The 'ChatGPT is outdated' narrative is half right
GPT-4 is no longer SOTA on most evals. ChatGPT-the-product still wins distribution. These are different facts and the takes online keep conflating them.
Roughly twice a week in April 2026 someone posts a thread arguing that ChatGPT is dead, the GPT-4 family is obsolete, and OpenAI is finished. They cite Claude 4 winning SWE-Bench, Gemini 2 Pro winning long-context retrieval, and DeepSeek R2 winning math. They are not wrong about the evals. They are wrong about the conclusion.
The model is not the product. Both things are true at once.
The eval picture in April 2026
Numbers below are publicly reported scores as of April 2026. Eval contamination is a real concern; treat any single number with skepticism, especially on benchmarks released before the model's training cutoff. The directional ranking is what matters.
| Eval | GPT-4o / 4.5 | Claude 4 Sonnet | Gemini 2 Pro | DeepSeek R2 | | ----------- | ------------- | --------------- | --------------- | --------------- | | MMLU-Pro | ~76 | ~80 | ~79 | ~78 | | GPQA Diamond| ~54 | ~62 | ~60 | ~63 | | SWE-Bench Verified | ~52 | ~67 | ~58 | ~55 | | MATH | ~76 | ~82 | ~84 | ~88 |
Read this as: GPT-4 class models are no longer best on any major public eval. They are usually third or fourth. That is a real change from 2024.
The harder question — which model is best for your application — is not answered by any of these. I have shipped products where GPT-4o beat Claude 4 on production traces despite Claude winning every public eval, because the prompt format and tool-call patterns were tuned to GPT's behavior over two years.

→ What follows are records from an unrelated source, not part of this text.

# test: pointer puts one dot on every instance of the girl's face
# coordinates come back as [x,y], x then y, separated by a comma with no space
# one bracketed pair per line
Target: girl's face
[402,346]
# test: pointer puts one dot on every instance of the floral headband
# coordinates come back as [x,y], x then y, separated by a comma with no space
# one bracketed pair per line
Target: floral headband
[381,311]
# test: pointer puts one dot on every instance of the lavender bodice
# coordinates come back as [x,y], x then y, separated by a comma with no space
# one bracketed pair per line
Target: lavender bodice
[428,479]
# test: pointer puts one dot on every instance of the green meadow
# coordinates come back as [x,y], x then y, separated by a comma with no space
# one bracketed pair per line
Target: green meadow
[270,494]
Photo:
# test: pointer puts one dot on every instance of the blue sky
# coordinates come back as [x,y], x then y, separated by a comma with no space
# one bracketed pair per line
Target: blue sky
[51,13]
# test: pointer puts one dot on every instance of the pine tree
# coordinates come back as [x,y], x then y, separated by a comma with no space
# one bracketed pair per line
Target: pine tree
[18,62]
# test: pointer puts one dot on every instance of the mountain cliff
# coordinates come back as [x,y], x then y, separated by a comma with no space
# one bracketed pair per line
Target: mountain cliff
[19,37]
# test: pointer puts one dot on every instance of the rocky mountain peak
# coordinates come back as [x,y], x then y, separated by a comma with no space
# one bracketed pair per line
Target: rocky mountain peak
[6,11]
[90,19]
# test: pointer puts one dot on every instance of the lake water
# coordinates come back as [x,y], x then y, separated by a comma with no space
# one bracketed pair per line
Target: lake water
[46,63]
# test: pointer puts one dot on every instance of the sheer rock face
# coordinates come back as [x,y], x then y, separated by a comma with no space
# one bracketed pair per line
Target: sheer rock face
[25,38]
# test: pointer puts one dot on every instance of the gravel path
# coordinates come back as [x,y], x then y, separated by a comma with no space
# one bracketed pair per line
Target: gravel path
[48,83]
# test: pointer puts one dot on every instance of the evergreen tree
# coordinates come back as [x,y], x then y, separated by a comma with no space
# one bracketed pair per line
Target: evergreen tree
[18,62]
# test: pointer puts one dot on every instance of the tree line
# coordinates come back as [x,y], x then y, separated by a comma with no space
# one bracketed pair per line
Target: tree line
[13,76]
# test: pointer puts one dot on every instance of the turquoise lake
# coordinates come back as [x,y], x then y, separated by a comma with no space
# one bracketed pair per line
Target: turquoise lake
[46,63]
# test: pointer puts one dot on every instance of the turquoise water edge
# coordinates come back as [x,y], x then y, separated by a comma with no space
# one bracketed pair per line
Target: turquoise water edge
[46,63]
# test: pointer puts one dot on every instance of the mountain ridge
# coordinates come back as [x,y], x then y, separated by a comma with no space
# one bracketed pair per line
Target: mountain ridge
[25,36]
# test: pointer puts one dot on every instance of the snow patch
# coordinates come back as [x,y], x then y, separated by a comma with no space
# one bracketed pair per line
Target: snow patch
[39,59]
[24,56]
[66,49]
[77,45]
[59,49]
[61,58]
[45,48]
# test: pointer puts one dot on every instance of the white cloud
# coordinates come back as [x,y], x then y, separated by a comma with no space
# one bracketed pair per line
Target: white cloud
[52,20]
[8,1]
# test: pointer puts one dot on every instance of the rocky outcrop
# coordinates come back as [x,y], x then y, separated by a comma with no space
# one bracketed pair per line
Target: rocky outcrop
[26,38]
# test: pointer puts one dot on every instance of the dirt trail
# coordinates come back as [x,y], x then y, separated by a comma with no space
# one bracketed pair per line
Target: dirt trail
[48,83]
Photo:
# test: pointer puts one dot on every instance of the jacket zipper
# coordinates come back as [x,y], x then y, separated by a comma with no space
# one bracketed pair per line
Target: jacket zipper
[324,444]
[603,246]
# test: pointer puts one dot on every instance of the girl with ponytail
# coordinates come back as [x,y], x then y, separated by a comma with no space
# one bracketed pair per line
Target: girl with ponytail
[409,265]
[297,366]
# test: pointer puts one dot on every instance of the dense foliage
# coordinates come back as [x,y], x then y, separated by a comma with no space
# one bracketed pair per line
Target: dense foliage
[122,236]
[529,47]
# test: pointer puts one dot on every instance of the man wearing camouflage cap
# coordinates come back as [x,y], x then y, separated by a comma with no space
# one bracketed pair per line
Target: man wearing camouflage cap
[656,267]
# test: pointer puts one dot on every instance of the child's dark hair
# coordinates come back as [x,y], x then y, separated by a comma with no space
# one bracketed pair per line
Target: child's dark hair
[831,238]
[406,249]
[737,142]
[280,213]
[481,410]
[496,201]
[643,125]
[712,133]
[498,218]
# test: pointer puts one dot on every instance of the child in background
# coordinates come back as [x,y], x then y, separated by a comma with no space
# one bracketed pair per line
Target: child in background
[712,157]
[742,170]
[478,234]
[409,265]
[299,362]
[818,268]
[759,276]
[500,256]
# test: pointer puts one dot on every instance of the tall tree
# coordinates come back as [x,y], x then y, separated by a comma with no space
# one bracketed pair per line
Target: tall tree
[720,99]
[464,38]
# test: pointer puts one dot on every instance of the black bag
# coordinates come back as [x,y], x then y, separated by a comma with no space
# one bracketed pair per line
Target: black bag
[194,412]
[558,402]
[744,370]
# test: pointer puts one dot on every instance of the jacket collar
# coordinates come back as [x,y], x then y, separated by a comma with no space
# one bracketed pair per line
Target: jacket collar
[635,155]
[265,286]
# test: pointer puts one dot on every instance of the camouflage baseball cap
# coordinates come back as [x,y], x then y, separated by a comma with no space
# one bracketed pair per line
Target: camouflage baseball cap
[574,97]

Why ChatGPT keeps winning anyway
OpenAI reports 800M+ weekly active users on ChatGPT in 2026. That is bigger than most consumer products on the internet. The reasons are not about model quality:
- Distribution. ChatGPT is the brand. My non-technical relatives say "ChatGPT" the way they say "Google."
- Product surface. Voice mode, canvas, custom GPTs, the macOS app integration — these are product features, not model features. Claude has comparable underlying capabilities and a worse product story around them.
- Memory. ChatGPT's memory feature, however imperfect, is sticky. Switching costs are real once it knows you.
- Embedded distribution. Apple Intelligence's ChatGPT integration alone touches more users than Anthropic's total reach.
The "ChatGPT is dead" thread author usually has 50K Twitter followers and runs a Cursor-pilled developer workflow. Their experience is not the median user's.
What is actually true
Three things, separately:
- For frontier-eval workloads — hard reasoning, long-context retrieval, top-tier code generation — OpenAI no longer leads. Claude 4 and Gemini 2 Pro are usually ahead.
- For builder workloads via API — most companies shipping AI features — the right model depends on the task. OpenAI is competitive but rarely the obvious choice. See livebench.ai and DeepMind's leaderboards for current comparisons; do not trust any single source.
- For consumer chat — the actual ChatGPT product — OpenAI is winning by a wide margin and the gap is growing, not shrinking.
The narrative collapse happens because Twitter and Hacker News are dominated by builders, who experience the API reality. Builders project that experience onto the consumer product, and it does not transfer.
The interesting question
The interesting question is not "is ChatGPT dead." It is "does product moat outrun eval gap?" My honest answer: probably yes, for at least 18 more months. Reasons:
- The Apple Intelligence partnership locks in distribution at a scale none of the competitors can match in the near term.
- ChatGPT has the only consumer subscription product in this category that is generating real revenue. Anthropic and Google's consumer chat products are not on the same scale.
- OpenAI's o-series reasoning models, while not always top of leaderboards, are good enough for the consumer use cases that drive retention. Most users do not care if Claude 4 is 8 points better on GPQA.
If a competitor does close the product gap — Meta integrating Llama 4 deeply into WhatsApp, or Google making Gemini the default Pixel/Android assistant in a way that finally works — the consumer story changes. Until then, the API leaderboard and the consumer winner can be different companies, and they are.
Takeaways
- Stop reading "ChatGPT is outdated" threads. They are right about evals and wrong about everything that matters for the actual product.
- For your own builder decisions, run your own evals on your own data. Public leaderboards lead the actual answer by zero percent.
- If you are building a consumer chat product to compete with ChatGPT directly, you are not going to win on model quality. Find a different angle.
- OpenAI losing the eval crown is a real story for builders. It is barely a story for users, and the discourse keeps mixing them up.
- Watch the Apple Intelligence integration metrics if any leak. That is the single largest distribution variable in this market.
The "ChatGPT is dead" narrative is a builder-shaped take dressed up as a market-shaped one. Both halves of that distinction are interesting. Treating them as one story is how you make bad architecture and product decisions.